Still, their indictment — and the lack of similar action against anyone else — highlights the flaws in the process. Federal Police officials told TIME they expect to charge others in the case, but who or where depends on the federal judge who is handling the case and the country's powerful military. The judge is now reviewing evidence and must decide whether military personnel, if they are involved, should face a civilian or armed forces tribunal. The military, which runs Brazil's air traffic control system, is not happy about its personnel being implicated. Military officers refused to hand over black box transcripts to police, delaying the inquiry and exacerbating the rivalry between the two bodies.

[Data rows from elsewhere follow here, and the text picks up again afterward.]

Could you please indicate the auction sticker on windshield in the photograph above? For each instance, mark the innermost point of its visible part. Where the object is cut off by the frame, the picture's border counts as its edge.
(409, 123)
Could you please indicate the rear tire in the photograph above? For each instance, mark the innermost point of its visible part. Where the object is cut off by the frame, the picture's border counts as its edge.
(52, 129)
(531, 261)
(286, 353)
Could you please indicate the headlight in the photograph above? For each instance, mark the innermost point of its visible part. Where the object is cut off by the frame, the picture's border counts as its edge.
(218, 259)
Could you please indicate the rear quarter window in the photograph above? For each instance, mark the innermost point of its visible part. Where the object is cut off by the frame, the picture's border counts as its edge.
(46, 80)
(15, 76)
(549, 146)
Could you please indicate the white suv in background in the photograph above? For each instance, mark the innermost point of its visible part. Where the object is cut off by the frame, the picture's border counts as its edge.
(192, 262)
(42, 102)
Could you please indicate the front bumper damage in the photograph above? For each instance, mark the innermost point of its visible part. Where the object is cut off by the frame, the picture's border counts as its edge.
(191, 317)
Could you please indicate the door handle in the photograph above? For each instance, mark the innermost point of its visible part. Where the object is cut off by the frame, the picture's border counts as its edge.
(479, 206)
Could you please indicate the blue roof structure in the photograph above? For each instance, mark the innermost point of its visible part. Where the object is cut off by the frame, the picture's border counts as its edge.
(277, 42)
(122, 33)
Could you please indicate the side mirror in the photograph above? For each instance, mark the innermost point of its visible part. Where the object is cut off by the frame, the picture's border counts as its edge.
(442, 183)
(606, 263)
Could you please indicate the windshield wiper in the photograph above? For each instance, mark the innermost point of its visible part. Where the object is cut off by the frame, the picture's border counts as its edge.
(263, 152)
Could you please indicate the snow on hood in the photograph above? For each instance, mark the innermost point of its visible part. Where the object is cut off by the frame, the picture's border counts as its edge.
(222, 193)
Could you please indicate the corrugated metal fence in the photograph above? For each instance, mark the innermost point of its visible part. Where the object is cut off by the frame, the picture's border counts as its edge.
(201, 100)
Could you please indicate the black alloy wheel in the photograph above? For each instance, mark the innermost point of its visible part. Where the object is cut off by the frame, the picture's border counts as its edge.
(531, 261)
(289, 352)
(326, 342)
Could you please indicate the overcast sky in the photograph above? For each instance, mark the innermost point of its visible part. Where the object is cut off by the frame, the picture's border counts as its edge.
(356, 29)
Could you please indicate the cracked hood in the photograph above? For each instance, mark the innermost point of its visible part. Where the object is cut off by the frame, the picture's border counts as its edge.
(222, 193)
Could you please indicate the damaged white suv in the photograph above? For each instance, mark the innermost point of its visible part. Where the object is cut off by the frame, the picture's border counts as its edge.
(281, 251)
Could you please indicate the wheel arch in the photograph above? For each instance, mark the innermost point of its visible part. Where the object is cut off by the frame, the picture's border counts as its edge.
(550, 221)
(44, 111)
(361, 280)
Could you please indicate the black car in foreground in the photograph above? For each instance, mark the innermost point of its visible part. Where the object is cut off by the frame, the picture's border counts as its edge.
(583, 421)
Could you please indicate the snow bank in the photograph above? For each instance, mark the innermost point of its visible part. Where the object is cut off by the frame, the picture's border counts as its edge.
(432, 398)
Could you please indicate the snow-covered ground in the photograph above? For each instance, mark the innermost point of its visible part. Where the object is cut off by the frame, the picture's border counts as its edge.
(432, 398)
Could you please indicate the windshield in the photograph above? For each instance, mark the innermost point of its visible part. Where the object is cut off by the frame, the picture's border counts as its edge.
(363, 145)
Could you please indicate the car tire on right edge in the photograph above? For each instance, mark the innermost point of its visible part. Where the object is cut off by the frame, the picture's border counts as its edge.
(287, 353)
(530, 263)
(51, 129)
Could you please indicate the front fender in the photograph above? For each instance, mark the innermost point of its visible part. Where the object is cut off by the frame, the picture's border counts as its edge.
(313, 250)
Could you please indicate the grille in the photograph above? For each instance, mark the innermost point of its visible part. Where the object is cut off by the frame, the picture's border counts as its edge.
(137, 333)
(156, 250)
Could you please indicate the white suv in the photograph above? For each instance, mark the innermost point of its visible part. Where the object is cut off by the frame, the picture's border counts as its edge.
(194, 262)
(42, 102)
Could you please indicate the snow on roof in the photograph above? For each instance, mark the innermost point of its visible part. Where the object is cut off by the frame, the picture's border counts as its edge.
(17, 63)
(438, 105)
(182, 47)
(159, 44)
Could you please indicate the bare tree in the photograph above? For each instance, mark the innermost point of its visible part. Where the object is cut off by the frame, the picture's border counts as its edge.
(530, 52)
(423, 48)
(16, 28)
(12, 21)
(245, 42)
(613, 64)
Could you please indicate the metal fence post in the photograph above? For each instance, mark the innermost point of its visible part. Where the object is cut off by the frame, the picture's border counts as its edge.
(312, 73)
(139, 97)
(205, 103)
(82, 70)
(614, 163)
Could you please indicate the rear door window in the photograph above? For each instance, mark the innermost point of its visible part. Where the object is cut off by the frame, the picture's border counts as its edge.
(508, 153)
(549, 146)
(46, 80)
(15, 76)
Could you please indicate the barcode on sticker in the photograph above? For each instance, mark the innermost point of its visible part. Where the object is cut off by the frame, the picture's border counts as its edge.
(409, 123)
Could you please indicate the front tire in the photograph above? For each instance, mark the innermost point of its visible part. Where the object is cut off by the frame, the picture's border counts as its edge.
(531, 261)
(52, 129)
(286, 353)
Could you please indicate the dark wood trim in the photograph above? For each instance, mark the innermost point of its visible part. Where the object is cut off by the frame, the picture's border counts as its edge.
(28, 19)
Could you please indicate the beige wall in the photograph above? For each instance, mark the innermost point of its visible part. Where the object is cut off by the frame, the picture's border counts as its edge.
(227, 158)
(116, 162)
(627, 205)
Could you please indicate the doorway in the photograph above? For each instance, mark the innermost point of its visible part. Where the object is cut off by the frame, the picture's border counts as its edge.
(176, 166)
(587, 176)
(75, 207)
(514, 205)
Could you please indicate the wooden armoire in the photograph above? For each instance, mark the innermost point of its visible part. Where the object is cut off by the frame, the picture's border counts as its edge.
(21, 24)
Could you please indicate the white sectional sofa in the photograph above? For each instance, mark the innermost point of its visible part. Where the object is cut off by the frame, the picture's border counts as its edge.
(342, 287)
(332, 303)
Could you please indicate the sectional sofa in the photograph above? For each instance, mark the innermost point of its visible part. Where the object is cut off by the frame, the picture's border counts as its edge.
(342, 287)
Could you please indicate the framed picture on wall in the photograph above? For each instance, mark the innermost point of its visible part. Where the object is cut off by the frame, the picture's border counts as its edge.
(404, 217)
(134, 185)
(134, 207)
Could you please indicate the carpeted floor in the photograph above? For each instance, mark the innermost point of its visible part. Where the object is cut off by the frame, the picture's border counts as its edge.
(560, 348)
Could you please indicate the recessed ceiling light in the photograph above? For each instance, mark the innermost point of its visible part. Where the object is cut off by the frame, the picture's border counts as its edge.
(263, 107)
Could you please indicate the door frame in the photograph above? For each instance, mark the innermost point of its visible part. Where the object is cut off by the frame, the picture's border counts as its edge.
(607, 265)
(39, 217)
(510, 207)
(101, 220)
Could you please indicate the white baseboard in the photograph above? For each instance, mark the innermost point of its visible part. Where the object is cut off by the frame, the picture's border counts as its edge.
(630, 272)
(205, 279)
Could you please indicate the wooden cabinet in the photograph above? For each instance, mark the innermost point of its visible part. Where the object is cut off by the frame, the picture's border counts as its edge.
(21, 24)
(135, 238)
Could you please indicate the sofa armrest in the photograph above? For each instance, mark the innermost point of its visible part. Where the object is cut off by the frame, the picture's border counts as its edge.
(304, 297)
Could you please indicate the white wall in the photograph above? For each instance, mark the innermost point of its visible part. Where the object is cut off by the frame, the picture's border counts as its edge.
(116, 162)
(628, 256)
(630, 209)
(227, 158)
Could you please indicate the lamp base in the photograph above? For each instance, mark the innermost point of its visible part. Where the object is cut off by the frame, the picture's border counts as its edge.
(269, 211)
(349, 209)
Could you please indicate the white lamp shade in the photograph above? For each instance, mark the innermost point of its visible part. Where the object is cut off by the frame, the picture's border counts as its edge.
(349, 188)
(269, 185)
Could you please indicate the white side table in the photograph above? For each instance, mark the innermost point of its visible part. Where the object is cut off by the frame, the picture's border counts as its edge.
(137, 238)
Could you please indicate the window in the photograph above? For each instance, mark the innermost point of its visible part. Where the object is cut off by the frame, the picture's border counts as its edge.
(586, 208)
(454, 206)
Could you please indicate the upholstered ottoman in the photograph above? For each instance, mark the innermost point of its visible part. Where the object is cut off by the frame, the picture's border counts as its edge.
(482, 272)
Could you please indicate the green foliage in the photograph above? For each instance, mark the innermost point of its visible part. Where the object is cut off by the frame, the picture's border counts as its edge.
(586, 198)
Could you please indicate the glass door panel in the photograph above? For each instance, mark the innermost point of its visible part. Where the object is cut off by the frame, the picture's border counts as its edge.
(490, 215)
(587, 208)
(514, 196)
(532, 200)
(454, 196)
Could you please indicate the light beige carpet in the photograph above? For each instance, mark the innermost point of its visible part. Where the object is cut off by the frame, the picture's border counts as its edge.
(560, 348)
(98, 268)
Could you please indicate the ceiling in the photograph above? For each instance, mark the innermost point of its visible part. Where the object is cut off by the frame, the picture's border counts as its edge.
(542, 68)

In the meantime, the focus is firmly on the air traffic control system at the center of the controversy. If anyone doubted that the system urgently needs an overhaul, the weeks after the crash provided ample proof.

What was a tragedy has turned into an institutional crisis. The air traffic controllers on duty the day of the disaster were removed pending further inquiries, causing manpower shortages. Those that remain on the job are angry at the levels of on-the-job stress, overwork and low pay and as a result are on a work slowdown. Problems with fiberoptic cables and radio transmitters have cut communications and left passengers stranded at airports. Hundreds of flights have been cancelled and many days a third take off late. Irate travelers have threatened staff, trashed check-in counters and even stormed the tarmac in protest.

In response, President Luiz Inacio Lula da Silva has promised to hire 60 new controllers. But in declaring the problem resolved, as he did two weeks ago, he has also showed how little he understands the situation. The day he spoke, more than a third of all flights were at least an hour late. On Wednesday, as travelers went home for the holidays, almost half of all flights were delayed by an hour or more.

The reality is that there is no quick fix. Turning the air traffic control system over to a more accountable civilian body would be a start, and investing money in modernizing the system and training new and more people to run it is also crucial. For now, passengers taking off for a Christmas break can only heed the advice of Defense Minister Waldir Pires. As he put it, "Have faith and pray."